About

The Clear Linux* OS is the first Linux distribution to support autoproxy. The OS can discover a Proxy Auto-Config (PAC) script and use it to automatically resolve the proxy needed for a given connection. With Autoproxy, you can use Clear Linux OS inside any proxy environment without having to manually configure the proxies.

Corporate and private networks can be very complex, needing to restrict and control network connections for security reasons. The typical side effects are limited or blocked connectivity and requiring manual configuration of proxies to perform the most mundane tasks such as cloning a repo or checking for updates. With Clear Linux, all of the work is done behind the scenes to effortlessly use your network and have connections “just work”.

This feature removes massive complications in network connectivity due to proxy issues. You can automate tasks like unit testing without worrying about the proxy not being set and you can remove unset proxies from the equation when dealing with network unavailability across systems.

How Autoproxy works

We designed autoproxy around general tools provided by nearly any Linux distribution with a few minor additions and modifications. We leveraged the DHCP and network information provided from systemd and created a PAC-discovery daemon. The daemon uses the information to resolve a URL for a PAC file. The daemon then passes the URL into PACrunner*. PACrunner downloads the PAC file and uses the newly implemented Duktape* engine to parse it.

../../../../_images/autoproxy_0.png

Figure 1: Autoproxy Flow

From that point on, any cURL* or network requests query PACrunner for the correct proxy to use. We modified the cURL library to communicate with PACrunner over DBus. However, cURL will ignore PACrunner and run normally if no PAC file is loaded or if you set any proxies manually. Thus, your environment settings are respected and no time is wasted trying to resolve a proxy.

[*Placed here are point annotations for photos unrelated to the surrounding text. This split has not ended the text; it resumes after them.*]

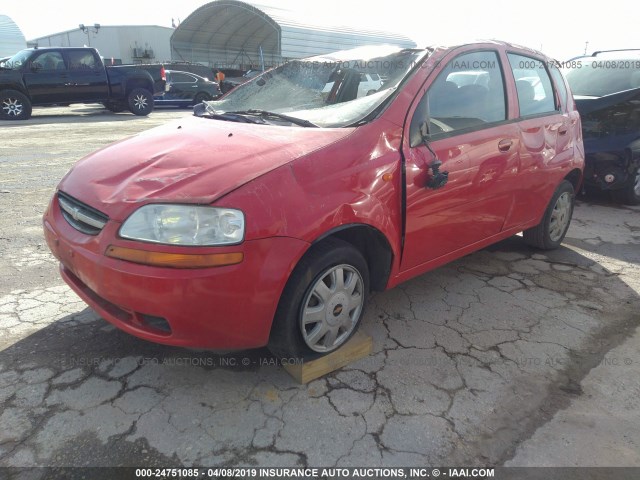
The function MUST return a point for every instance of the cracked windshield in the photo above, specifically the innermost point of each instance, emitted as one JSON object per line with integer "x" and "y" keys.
{"x": 334, "y": 90}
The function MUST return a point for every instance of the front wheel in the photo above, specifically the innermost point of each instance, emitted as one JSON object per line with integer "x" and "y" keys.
{"x": 630, "y": 194}
{"x": 140, "y": 101}
{"x": 14, "y": 105}
{"x": 550, "y": 232}
{"x": 323, "y": 302}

More importantly: all these steps happen in the background, very quickly, and with no user interaction.

Guide

Autoproxy allows Clear Linux OS to operate seamlessly behind a proxy because, Use swupd and other Clear Linux OS tools are implemented on top of libcurl. Tools that do not use libcurl, like git, must be configured independently.

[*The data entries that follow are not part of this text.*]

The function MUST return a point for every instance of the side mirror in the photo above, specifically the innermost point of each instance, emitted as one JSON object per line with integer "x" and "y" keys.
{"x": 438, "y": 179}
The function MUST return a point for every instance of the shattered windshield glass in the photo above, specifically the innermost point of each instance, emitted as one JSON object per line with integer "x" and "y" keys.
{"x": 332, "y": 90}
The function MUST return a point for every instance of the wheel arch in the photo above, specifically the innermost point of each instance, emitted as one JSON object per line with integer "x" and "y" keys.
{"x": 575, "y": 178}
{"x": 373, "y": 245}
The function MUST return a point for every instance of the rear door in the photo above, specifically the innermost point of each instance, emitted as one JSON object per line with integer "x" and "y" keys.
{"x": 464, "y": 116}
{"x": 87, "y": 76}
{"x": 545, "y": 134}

If you encounter problems with autoproxy functioning, use pacdiscovery and FindProxyForURL to help troubleshoot assuming a familiarity with PAC files and WPAD.

Note

Learn more about WPAD, PAC files, and PAC functions at findproxyforurl.

Running pacdiscovery with no arguments will immediately indicate

  1. if there is a problem resolving the WPAD host name resolution:

    $ pacdiscovery
    failed getaddrinfo: No address associated with hostname
    Unable to find wpad host
    
  2. or if the pacrunner service is disabled (masked).

    $ pacdiscovery
    PAC url: http://autoproxy.your.domain.com/wpad.dat
    Failed to create proxy config: Unit pacrunner.service is masked.
    

Unmask the pacrunner service by running:

$ systemctl unmask pacrunner.service

FindProxyForURL with busctl can also indicate if the pacrunner.service is masked.

$ busctl call org.pacrunner /org/pacrunner/client org.pacrunner.Client FindProxyForURL ss "http://www.google.com" "google.com"
Unit pacrunner.service is masked.
dig wpad, dig wpad.<domain>

FindProxyForURL returns the URL and port of the proxy server when an external URL and host are provided as arguments.

$ busctl call org.pacrunner /org/pacrunner/client org.pacrunner.Client FindProxyForURL ss "http://www.google.com" "google.com"
s "PROXY proxy.your.domain.com:<port>"

If a proxy server is not avialable, or if pacrunner is running without a PAC file, FindProxyForURL will return “DIRECT”.

$ busctl call org.pacrunner /org/pacrunner/client org.pacrunner.Client FindProxyForURL ss "http://www.google.com" "google.com"
s "DIRECT"

Once pacdiscovery is able to look up WPAD, restart the pacrunner service:

$ systemctl stop pacrunner
$ systemctl restart pacdiscovery

Note

A “domain” or “search” entry in /etc/resolv.conf is required for short name lookups to resolve. The resolv.conf man page has additional details.